As I've mentioned, I've been following the blogs of three young conservative Catholic women.   It's been quite interesting, and perhaps a little voyeuristic,  to read about the lives of women who have very different beliefs from my own.  I found myself drawn to them on a personal level, but editing out their political beliefs.

That worked until Thursday.  I was finally moved to speak up and leave a comment because one of the posts felt like a  personal attack, although this young woman doesn't know me from Adam.  But she thinks she knows my demographic: women in their sixties, "glaring" women who are supporters of Planned Parenthood, the group of women who foisted legal abortion off on the country.  She'll be glad when we've died off, she says, because younger women hate abortion, and therefore it may become illegal after we "gray-haired" people have kicked the bucket.

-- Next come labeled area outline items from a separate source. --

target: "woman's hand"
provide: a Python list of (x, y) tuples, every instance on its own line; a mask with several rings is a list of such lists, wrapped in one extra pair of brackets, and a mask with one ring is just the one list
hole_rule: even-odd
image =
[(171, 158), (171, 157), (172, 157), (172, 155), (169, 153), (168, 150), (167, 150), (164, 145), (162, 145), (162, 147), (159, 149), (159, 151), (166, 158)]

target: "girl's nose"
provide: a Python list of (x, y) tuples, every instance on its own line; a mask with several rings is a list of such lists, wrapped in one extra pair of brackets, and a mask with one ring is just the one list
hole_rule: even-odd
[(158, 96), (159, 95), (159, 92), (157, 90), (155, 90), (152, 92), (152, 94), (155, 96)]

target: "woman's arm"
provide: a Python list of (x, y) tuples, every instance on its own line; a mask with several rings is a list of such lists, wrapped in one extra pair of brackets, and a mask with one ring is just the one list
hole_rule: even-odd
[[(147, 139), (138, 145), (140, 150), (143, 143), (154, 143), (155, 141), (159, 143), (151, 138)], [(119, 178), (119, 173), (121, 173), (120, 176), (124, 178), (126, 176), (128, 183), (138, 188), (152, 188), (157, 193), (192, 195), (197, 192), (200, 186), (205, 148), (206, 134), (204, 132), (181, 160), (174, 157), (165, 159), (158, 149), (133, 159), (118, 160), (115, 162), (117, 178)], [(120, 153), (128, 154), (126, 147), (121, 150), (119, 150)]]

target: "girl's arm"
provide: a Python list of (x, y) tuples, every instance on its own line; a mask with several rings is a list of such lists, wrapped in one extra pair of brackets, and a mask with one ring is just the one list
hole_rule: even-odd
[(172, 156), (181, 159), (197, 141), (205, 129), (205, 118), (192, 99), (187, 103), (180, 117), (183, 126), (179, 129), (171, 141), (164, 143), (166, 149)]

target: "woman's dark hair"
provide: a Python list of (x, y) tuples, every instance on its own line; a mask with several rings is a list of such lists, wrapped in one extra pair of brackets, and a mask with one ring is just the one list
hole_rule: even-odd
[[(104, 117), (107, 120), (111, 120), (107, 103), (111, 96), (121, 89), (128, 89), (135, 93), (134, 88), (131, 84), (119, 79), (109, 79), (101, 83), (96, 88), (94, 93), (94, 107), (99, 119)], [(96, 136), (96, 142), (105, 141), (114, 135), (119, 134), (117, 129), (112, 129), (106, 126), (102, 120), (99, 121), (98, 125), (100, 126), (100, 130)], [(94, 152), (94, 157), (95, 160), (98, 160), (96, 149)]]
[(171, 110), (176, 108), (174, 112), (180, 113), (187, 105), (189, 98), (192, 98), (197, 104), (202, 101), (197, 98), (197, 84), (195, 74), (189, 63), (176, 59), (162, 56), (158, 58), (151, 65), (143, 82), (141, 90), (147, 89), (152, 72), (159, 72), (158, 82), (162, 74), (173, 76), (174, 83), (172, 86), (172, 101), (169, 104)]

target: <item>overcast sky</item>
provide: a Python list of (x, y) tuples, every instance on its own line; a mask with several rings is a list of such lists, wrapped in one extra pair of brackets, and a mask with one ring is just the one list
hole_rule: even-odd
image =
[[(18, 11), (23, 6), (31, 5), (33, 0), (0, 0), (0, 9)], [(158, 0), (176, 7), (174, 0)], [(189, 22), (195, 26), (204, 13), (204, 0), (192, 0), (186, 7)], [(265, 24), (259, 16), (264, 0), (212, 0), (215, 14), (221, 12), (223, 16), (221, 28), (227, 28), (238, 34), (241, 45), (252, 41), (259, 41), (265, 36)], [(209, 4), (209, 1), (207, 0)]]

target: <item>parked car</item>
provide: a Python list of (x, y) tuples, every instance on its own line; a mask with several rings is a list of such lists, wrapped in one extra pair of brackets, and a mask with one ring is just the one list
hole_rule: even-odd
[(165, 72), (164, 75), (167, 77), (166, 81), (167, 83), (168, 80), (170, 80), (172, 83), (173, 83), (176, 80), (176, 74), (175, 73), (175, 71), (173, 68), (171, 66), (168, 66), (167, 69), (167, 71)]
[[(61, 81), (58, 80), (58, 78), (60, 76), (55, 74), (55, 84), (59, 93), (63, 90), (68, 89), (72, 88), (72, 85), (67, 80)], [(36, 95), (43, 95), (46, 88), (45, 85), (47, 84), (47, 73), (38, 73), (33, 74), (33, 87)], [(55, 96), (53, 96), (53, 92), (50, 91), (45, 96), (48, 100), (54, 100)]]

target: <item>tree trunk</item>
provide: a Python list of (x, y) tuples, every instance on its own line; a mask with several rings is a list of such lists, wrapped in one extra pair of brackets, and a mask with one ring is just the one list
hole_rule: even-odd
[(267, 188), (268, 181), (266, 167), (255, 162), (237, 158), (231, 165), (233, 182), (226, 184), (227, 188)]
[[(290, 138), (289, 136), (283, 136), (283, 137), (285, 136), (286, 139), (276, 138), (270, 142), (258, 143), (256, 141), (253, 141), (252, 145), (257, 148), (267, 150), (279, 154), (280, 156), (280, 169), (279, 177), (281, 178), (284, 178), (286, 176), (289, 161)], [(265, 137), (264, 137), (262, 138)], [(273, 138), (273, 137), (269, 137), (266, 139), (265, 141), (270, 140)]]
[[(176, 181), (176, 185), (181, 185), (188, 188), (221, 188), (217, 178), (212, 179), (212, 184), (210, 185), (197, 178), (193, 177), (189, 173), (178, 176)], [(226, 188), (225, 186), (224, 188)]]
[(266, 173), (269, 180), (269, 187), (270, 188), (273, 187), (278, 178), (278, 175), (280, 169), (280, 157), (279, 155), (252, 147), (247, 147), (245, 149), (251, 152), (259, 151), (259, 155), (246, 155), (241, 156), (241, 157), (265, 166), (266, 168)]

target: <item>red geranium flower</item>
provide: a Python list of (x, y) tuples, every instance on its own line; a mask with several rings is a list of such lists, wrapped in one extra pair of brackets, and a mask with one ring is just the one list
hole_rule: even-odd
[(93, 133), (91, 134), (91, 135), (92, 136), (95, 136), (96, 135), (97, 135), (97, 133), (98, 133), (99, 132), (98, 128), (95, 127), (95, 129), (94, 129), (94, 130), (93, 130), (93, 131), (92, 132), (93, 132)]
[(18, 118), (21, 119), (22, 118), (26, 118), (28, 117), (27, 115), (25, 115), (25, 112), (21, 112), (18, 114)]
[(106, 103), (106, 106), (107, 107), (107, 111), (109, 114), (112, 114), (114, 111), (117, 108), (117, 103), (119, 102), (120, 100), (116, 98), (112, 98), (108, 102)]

Readers, I could not let this pass.  It was anecdotal, it was sweeping, it was stereotyping.  I pointed out that Planned Parenthood provides all kinds of health care to women, that her information was anecdotal, that we need facts.

This provoked another of her readers to find the link to my blog and to summarize me as precisely the kind of woman the blogger doesn't like: in her sixties, white, upper-middle class, part of the gray-haired group.  (But I don't have gray hair!  At great expense, I might add.)  On top of that, I live in Berkeley.

This did not feel good.  Not just the personal attack, but the sense that the red/blue divide cannot be bridged.  My comments were mild.  I've read them to two very logical people, who agreed.  They each asked why I was bothering with this, a battle that could not be won.  What bothers me more is that it's a conversation that couldn't even get underway.

I left a comment that I'm bowing out. 



1 comment:

carl can said...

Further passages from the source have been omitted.